Kazakhstan’s president courts green support by halting ski resort
The rare victory for environmentalists arrived with a dose of political intrigue.

Environmentalists in Kazakhstan have scored a rare victory by pressuring the authorities into freezing a ski resort project that has been decried as an ecological disaster-in-waiting.
President Kassym-Jomart Tokayev said on October 28 that he had grown weary with the years of controversy that have turned Kok-Zhaylau into one of the nation’s more insoluble boondoggles.
“So that we do not have to keep coming back to this issue, I am today forbidding further work on this project. This means no more building. We do not need this,” he was reported as saying.
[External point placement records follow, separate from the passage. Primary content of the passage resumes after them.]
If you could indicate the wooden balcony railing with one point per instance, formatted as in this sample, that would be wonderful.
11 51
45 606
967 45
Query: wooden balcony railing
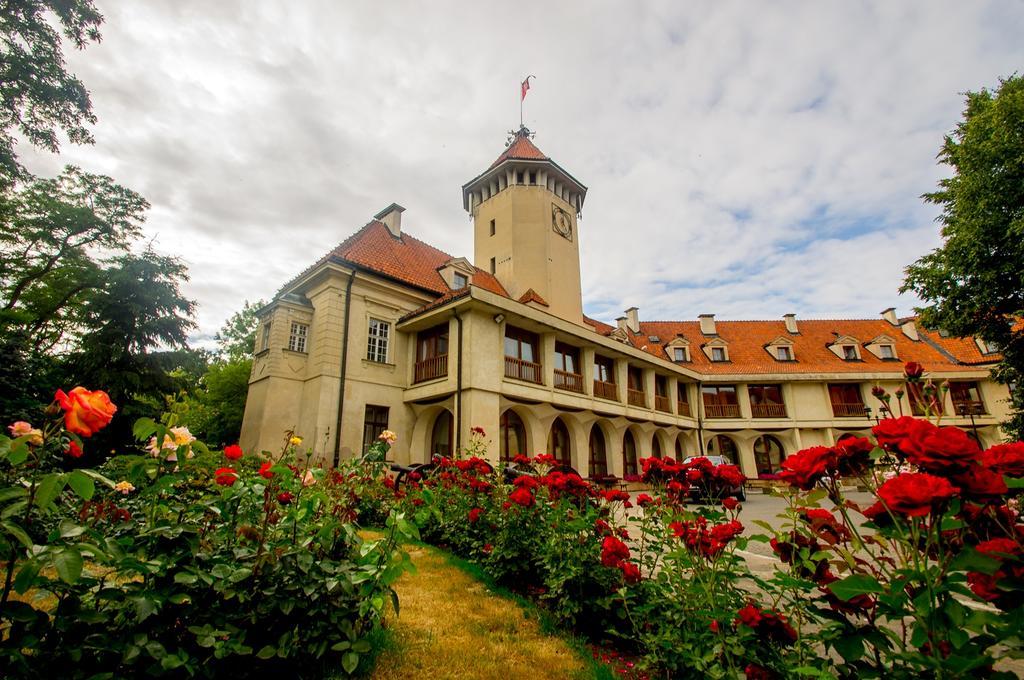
570 382
967 407
768 410
849 410
722 410
428 369
521 370
605 390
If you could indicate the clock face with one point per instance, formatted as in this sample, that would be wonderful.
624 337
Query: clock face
561 222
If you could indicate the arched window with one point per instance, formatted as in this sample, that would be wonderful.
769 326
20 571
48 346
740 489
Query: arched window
598 456
768 455
558 441
440 437
512 435
629 454
724 447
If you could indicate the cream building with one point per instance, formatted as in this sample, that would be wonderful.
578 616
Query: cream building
388 332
The timing of these remarks gives them an additional political piquancy. Earlier this month, Tokayev fell prey to a decree in effect limiting his authority at the expense of his predecessor, Nursultan Nazarbayev, who retains considerable decision-making powers by virtue of his chairmanship of the Security Council.
The goal of developing Kok-Zhaylau – the existence of which would require taking a hefty chunk out of the beloved and pristine Ile-Alatau national park – into a high-end tourism resort was insistently pursued by Nazarbayev in the face of sustained public opposition. The resort as approved by the former president envisioned the creation of a sprawling alpine-style village complete with hotels, restaurants and other facilities. Sixty-three kilometers of ski slopes were to be built across an area of 1.85 square kilometers. Visitors would have moved across the resort by means of a network of 16 cable cars.
Tokayev also took aim at what he described as the malfeasance unfolding on the edges of this project.
“There have been cases of the illegal apportioning of land by the management at the Ile-Alatau national park to private individuals and for improper use. Sixty-seven plots covering an area of 20 hectares (0.2 square kilometers) were illegally granted to private individuals,” Tokayev said, describing an area equivalent in size to New York’s Grand Central Station.
The president’s complaints about corruption bear echoes of similar comments made by Tokayev about another abortive project – the Astana Light Rail Transit Project in the capital city, Nur-Sultan. On October 10, just two days after Tokayev had aired his suspicions of corruption at the transit project, the state anti-graft body announced it had begun investigating a dozen or so people on suspicion of embezzlement.
Tokayev seems to be engaging in a charm offensive, particularly aimed at the activist class, by touching on multiple issues that have long rankled Almaty residents. Warming to his environmentalist theme, he lashed out at the destruction of the city’s celebrated apple orchards, a process of development-fueled depredation that began shortly after independence.
“This is barbarism. It is unacceptable and should be punished. This occurred with the connivance of the authorities,” he said. “We need to draw up an inventory of protected zones and bring some order into how those zones are utilized.”
Attempts to reverse that history of damage have been lackluster at best.
City hall announced on October 13 that it had overseen the planting of 40,000 Sievers apple saplings and 500,000 bulbs of natively developed tulips, called Kazakhstan and Nursultan Nazarbayev, at Kok-Tobe, a hillside overlooking the city.
But a few days later, an activist group called Green Salvation revealed that its own inspection of those labors found that up to 2,000 apple saplings had just been dumped on the side of the hill. The group said it also found numerous boxloads of rotting, unplanted bulbs.
Many of the trees that were planted were placed too close to one another, making it unlikely they will take root, Green Salvation noted in an article on its website.
Tokayev is apparently incensed at this episode.
“This business with the dumping of saplings at Kok-Tobe is just unacceptable. So, I am issuing a warning to the first deputy mayor, Yerlan Kozhagapanov,” he said.